We believe that there are definitely ways to save money on the costs of raising a child so that parenthood doesn’t force you to put your other financial goals on hold.

This was the topic of discussion in this week’s episode of the Financial Conversation podcast. Just in case you missed the show, we wanted to share a few of our tips for how you can save money on the costs of raising a child.

how to save money on the cost of raising a child

Don’t Get Caught Up in Keeping Up

Keeping up with the Joneses is something that can definitely damage your finances, but what you may not know is that keeping up with the Joneses can also cause you to spend more money on raising a child than what is really necessary.

“Your kids don’t always need to have name brand clothes, expensive gadgets, and the hip new thing that everyone in their class has,” suggests Kristi. “But, if keeping up with the trends is important to your child, give them the opportunity to earn money and fund some of those items themselves. It will give them a chance to learn the importance of hard work and the value of a dollar while saving them from the “total embarrassment” of not having that hot new thing.”

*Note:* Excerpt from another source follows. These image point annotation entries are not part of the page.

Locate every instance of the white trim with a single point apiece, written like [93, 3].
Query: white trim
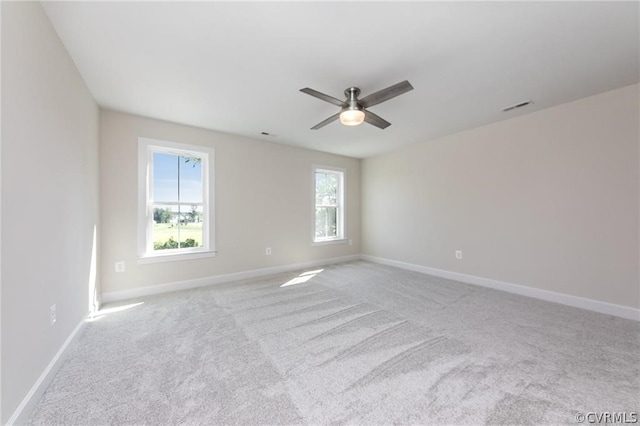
[29, 402]
[328, 242]
[342, 207]
[174, 257]
[146, 147]
[550, 296]
[114, 296]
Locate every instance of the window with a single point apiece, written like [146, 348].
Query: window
[175, 184]
[329, 205]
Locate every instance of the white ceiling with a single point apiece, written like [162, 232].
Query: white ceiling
[237, 67]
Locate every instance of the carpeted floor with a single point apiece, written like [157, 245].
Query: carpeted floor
[354, 343]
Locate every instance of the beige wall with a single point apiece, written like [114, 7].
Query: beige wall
[547, 200]
[49, 197]
[263, 197]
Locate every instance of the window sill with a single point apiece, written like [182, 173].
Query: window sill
[176, 257]
[328, 242]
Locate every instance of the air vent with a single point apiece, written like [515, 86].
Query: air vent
[520, 105]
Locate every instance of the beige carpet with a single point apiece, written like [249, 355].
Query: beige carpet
[355, 343]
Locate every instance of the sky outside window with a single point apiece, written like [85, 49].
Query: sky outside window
[166, 170]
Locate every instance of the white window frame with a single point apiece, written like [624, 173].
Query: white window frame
[340, 238]
[146, 148]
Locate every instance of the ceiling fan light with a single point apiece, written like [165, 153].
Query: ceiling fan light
[352, 117]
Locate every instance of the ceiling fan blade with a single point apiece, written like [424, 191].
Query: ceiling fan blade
[326, 98]
[327, 121]
[375, 120]
[385, 94]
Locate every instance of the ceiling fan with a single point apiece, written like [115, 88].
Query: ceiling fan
[353, 110]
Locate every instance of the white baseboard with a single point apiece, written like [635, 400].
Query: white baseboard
[550, 296]
[114, 296]
[29, 402]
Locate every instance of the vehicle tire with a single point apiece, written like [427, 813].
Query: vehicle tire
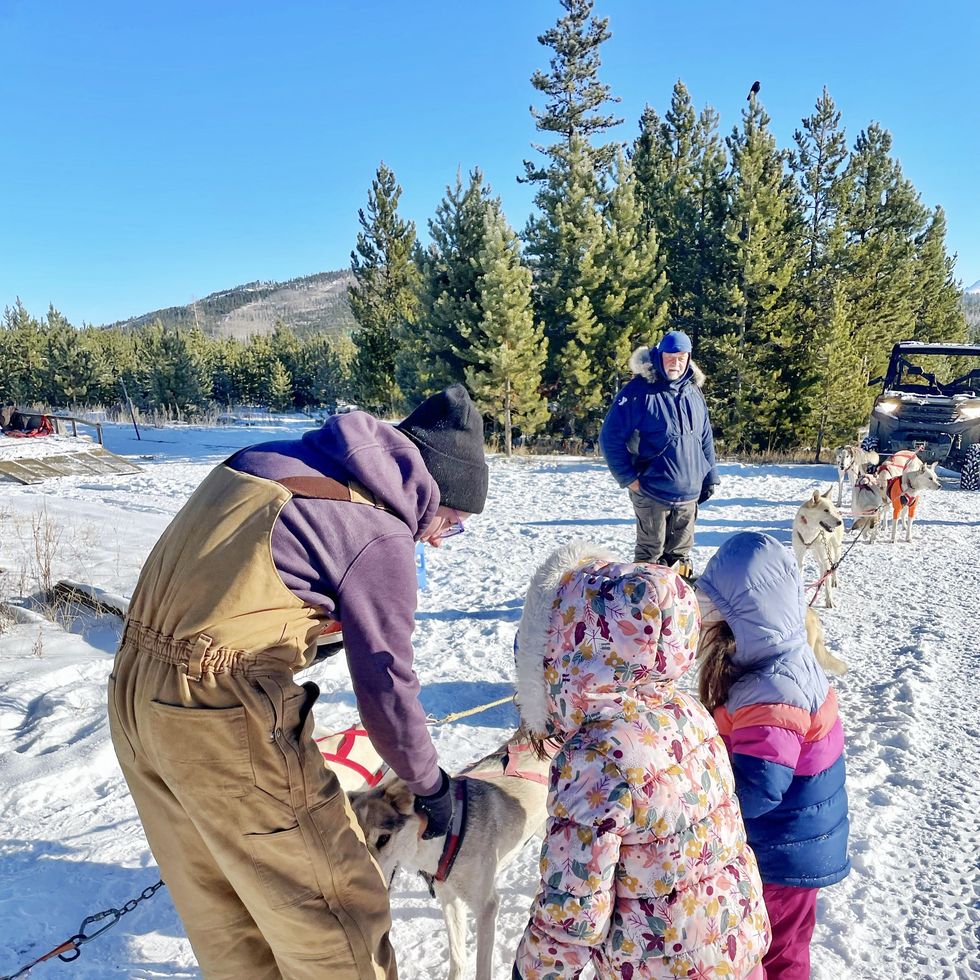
[970, 474]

You can respect your child’s wants and needs without going overboard on spending. Don’t just dismiss your kids’ requests, because those items (like our Tamagachis, butterfly hair clips, and Easy Bake Ovens) may seem useless to parents, but they’re the little things that kids are going to remember.

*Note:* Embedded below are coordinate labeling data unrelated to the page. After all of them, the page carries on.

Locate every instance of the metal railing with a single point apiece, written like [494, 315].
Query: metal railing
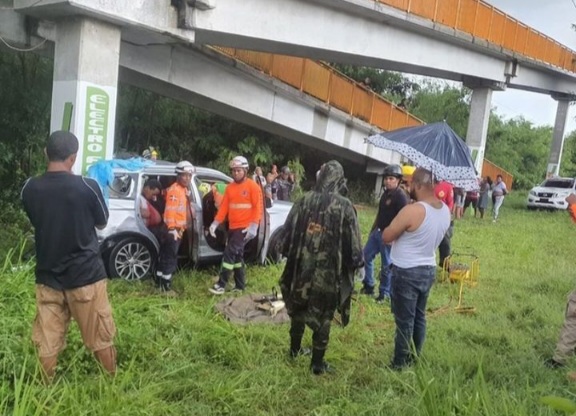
[336, 89]
[485, 21]
[328, 85]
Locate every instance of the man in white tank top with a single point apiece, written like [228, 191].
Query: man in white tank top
[415, 234]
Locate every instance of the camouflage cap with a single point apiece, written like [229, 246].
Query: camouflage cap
[331, 177]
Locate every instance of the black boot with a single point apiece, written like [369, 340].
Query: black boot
[296, 347]
[157, 277]
[318, 365]
[165, 285]
[239, 279]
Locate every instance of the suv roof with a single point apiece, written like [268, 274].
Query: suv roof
[163, 167]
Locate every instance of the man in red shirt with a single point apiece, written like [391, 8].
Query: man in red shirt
[444, 191]
[242, 205]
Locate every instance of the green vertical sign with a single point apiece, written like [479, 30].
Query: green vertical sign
[67, 116]
[95, 126]
[474, 154]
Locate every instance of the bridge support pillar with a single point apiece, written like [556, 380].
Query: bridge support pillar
[84, 89]
[479, 117]
[553, 168]
[378, 186]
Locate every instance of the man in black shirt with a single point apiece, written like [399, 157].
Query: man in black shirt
[392, 201]
[65, 209]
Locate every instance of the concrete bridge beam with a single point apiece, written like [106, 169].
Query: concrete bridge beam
[555, 158]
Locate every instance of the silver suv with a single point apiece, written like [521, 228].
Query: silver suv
[551, 194]
[130, 250]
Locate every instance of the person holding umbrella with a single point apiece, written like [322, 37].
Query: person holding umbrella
[392, 201]
[414, 233]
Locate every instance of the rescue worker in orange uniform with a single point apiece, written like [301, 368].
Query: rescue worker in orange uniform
[242, 205]
[177, 217]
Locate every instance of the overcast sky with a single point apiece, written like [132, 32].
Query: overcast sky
[553, 18]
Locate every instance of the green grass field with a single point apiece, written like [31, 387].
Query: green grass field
[177, 356]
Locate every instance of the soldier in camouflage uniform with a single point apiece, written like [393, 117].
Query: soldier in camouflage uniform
[323, 249]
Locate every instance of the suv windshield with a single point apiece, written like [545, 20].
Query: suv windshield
[558, 183]
[123, 186]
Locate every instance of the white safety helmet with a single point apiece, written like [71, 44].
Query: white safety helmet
[185, 167]
[239, 162]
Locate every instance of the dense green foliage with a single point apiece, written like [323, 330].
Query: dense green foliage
[179, 357]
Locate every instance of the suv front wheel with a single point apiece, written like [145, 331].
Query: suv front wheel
[131, 259]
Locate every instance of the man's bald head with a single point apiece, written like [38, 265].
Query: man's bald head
[423, 178]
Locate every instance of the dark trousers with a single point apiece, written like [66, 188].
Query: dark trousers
[168, 262]
[320, 337]
[445, 246]
[233, 260]
[411, 288]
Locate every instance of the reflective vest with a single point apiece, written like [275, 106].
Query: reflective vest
[177, 210]
[242, 204]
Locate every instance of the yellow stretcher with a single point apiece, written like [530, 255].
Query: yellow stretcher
[461, 268]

Spend your money on their needs and maybe a few wants, but as Erin says, “Keep your focus on the basics instead of on the Joneses, and you’ll be fine financially.”

Limit their activities

Kayla believes, “Children don’t need to be involved in every single sport and activity out there. You are not a bad parent because you didn’t enroll your child in the same expensive activities as little Tommy next door. You will also not be depriving your child if you don’t buy them every single toy they want. In fact, giving your child everything they want will likely cause them to end up being an entitled young adult without the understanding of the value of money and hard work.”

Kayla is spot on with her advice. Busy parents on a budget, don’t feel guilty about encouraging your kids from an early age to focus their time and efforts on only one activity that they really enjoy. You’ll save both money and stress in the long run if you limit your kids’ activities.

All you need is love

Extravagance isn’t necessary to raise happy kids. As long as you meet a child’s basic needs for food, shelter, clothing, and a good education while raising them in a home filled with love, they’ll be okay. Your child won’t be scarred for life if you don’t spend as much as the average. Erin agrees, “I didn’t have what I would call an “extravagant” childhood, but I had enough. Children don’t need much more than that. As long as you give them what they need to survive (which also includes love and care!), their lives aren’t going to be ruined.”

For the most part, kids will remember the memories of quality time with family, like taking trips to the park together to fly kites or baking goodies in the kitchen. These activities don’t require tons of money, but they’re fun, memorable, and filled with love.

You don’t need hundreds of thousands of dollars to show your child compassion, love, and empathy or to teach your children meaningful values. Even the poorest of families can raise happy, healthy, well-adjusted kids. So, don’t that that average figure of $245,000 scare you away from having kids if that’s what you would like for your future. Raising kids can (and usually does) cost much much less.


How do you save on the costs of raising a child? If you don’t yet have kids, how do you foresee being able to cut the costs of raising a child?